Die Berenbergs zogen von Gummersbach (Erzstift Köln), wo noch heute Träger des Namens leben, 1515 nach Lier bei Antwerpen und Ende der 16. Jahrhunderts nach Antwerpen selbst. Anfangs Tuchmacher, weiteten sie ihren Handel aus und besuchten regelmäßig die Frankfurter Messen. Nach der Plünderung der Stadt durch die Spanier (1576) floh die jüngere Generation: ein Sohn nach Köln, zwei weitere, Hans (1561-1626) und Paul (1566-1645) mit weiteren Verwandten nach Hamburg. Doch hielten sie sich vorübergehend in Wismar und in den damals als Stapelplatz englischer Tuche florierenden Stade auf. Sie handelten mit Tuchen, Barchent und Seidenwaren, aber auch mit Krapp, Indigo und anderen Kolonialprodukten. Ihre Handelsverbindungen reichten von Portugal bis nach Archangelsk. Den Flüchtlingen, die sich zur reformierten Kirche und zu den Sekten hielten, gewährte Hamburg kein volles Bürgerrecht. Die Berenbergs gehörten jedoch zu den 130 Niederländischen Familien, die sich in die lutherische Kirche eingegliedert hatten und 1605 mit dem Hamburger Rat einen Rezess abschlossen, der sie den Bürgern völlig gleichstellte. Das entsprach dessen damals fremden-freundlichen Politik, die dazu führte, dass die Engländer 1611 und die portugiesischen Juden 1612 zugelassen wurden. Der starke Zustrom aus den Niederlanden, den Nachziehende noch verstärkten, drückte sich schnell im Stadtbild und in der Lebensführung aus: die Einrichtung einer Börse, die Begründung eines Waisenhauses, die Modernisierung der Stadtbefestigung, die Ausgestaltung des Versicherungswesen gingen auf niederländische Vorbilder zurück, oder es waren Niederländer sogar unmittelbar daran beteiligt.

Die Berenbergs, die sich mit den angesehsten der eingewanderten Familien versippten, aber bald auch ehen mit den einheimischen Geschlechtern eingingen und schnell in die Breite wuschsen, spielten von Anfang an bei der Eingliederung der Flüchtlinge in das öffentliche und private Leben ihrer neuen Heimat eine führende Rolle.

Dem Zeitbrauch, der den Begriff der Firma noch nicht kannte, folgend, wechselte der Name der Handlung je nach dem Inhaber - oder wenn Vater und Söhne oder Brüder zusammen handelten - nach diesen.
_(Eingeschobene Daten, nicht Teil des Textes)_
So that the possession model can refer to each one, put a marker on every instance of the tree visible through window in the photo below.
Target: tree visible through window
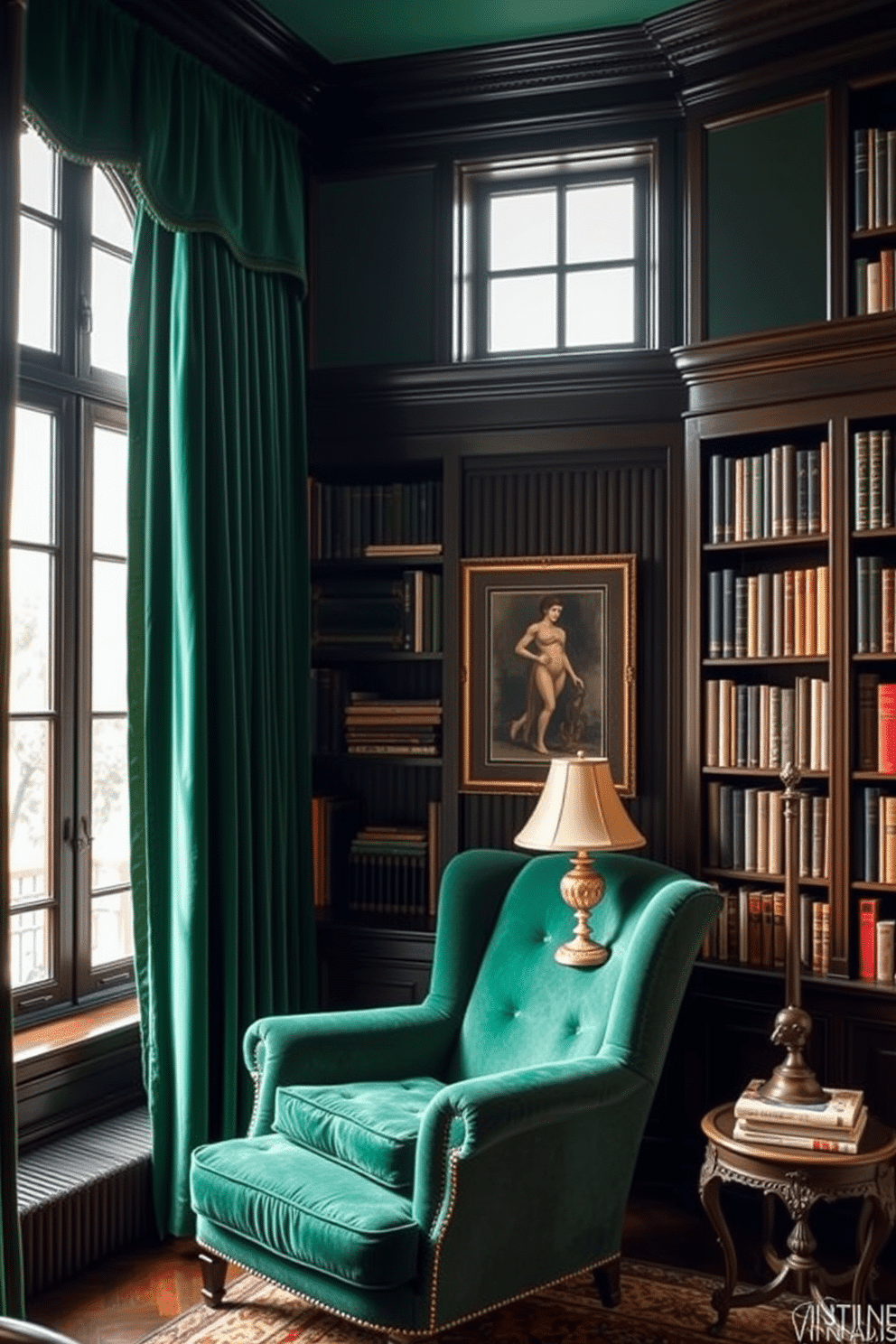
(69, 812)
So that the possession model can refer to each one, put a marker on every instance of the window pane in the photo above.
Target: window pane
(523, 230)
(39, 167)
(601, 307)
(523, 312)
(109, 300)
(30, 828)
(110, 219)
(30, 947)
(109, 490)
(36, 285)
(33, 477)
(109, 806)
(109, 636)
(112, 937)
(601, 222)
(31, 611)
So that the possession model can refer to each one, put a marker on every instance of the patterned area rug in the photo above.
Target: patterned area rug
(658, 1307)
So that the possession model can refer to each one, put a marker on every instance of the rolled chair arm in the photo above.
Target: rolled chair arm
(336, 1047)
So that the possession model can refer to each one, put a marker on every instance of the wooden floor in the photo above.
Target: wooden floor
(128, 1297)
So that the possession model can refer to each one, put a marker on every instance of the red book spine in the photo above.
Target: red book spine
(887, 727)
(868, 908)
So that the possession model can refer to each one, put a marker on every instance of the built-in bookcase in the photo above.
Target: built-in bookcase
(872, 198)
(377, 695)
(766, 685)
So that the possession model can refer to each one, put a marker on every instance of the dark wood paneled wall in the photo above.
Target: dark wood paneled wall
(592, 506)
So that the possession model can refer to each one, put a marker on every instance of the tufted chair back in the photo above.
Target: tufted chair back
(526, 1010)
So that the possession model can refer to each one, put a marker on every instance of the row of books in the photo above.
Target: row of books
(879, 835)
(874, 176)
(833, 1125)
(380, 611)
(769, 614)
(388, 870)
(764, 727)
(377, 726)
(874, 480)
(347, 520)
(746, 831)
(876, 942)
(874, 283)
(874, 605)
(782, 492)
(876, 723)
(751, 930)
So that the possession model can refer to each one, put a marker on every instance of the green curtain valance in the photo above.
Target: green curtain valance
(203, 154)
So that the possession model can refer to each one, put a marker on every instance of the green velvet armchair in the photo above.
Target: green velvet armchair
(411, 1167)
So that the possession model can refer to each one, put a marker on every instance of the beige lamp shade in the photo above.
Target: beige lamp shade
(579, 809)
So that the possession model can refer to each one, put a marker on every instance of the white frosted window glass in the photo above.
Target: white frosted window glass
(112, 928)
(109, 490)
(523, 230)
(601, 307)
(109, 658)
(30, 947)
(33, 517)
(109, 807)
(28, 809)
(109, 300)
(523, 312)
(601, 222)
(36, 284)
(31, 614)
(39, 171)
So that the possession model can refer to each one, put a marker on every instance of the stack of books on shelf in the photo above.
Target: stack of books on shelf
(876, 938)
(873, 479)
(769, 616)
(347, 520)
(835, 1125)
(876, 723)
(782, 492)
(394, 868)
(750, 930)
(380, 611)
(758, 727)
(377, 726)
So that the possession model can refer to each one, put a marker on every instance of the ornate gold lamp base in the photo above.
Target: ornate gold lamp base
(582, 890)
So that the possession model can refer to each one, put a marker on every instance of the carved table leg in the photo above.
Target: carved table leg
(214, 1275)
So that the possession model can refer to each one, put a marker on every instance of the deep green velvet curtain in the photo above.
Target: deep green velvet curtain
(218, 572)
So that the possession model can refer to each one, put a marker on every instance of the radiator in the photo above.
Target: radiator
(85, 1197)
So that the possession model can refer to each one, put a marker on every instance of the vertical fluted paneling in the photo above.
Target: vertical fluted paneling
(594, 509)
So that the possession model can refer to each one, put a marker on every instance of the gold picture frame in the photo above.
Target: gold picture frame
(574, 617)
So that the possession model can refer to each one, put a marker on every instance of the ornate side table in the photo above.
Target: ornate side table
(799, 1178)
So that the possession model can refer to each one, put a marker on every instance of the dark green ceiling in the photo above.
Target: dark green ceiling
(364, 30)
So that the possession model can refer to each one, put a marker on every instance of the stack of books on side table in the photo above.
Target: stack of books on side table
(830, 1126)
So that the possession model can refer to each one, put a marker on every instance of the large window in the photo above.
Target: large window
(69, 813)
(555, 256)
Daher darf in der ersten Hälfte des 18. Jahrhunderts von zwei Urenkeln Hans Berenbergs, Johann (1674-1749) und Rudolf (1680-1746), unter deren Namen geführte und als die unmittelbare Fortsetzung der von den beiden Stammvätern begründeten angesehen werden. Rudolf, der in seiner Jugend 9 Jahre in Venedig verlebt hatte, wurde 1735 zum Ratsherren gewählt und erlebte es noch, dass einer seiner Söhne sich in Livorno etablierte. Das Geschäft des Hauses bewegte sich in den überkommenen Bahnen, da deutschen Kaufleuten und Schiffen der Handel mit den überseeischen Kolonien nach wie vor verschlossen war. Es besorgte also aus den Häfen der Mutterländer Kolonialwaren und führte dafür Leinen, Eisen, Blech und andere deutsche Fabrikate aus, von denen ein guter Teil von dort den Weg in die Kolonien fand.
Doch schloss ihr Handelsbereich im 18. Jahrhundert auch Italien, Griechenland und die Türkei ein, und im Norden, wo Russland seine Bedeutung behalten hatte, beteiligte es sich zeitweise an der "Grönlandfahrt", d.h. an der Gewinnung von Walfett. Für dieses Bestand ein Interesse, weil dem Hause seit der Mitte des Jahrhunderts eine "Wachsbleiche" angegliedert war, auf der die Fabrikation von Kerzen betrieben wurde. Daneben beteiligte sich die Fammilie weiter an Seeversicherungen; sie besaß ferner Anteile an Schiffen - wegen des Risikos war die Parten-Schiffahrt noch das übliche -, und vor allem betrieb sie, da Banken noch fehlten, Geldgeschäfte, wie das der Handel seit alters allgemein tat. Wäre der Ausdruck damals schon übliche gewesen, könnte man die Berenbergs als Merchant Bankers bezeichnen.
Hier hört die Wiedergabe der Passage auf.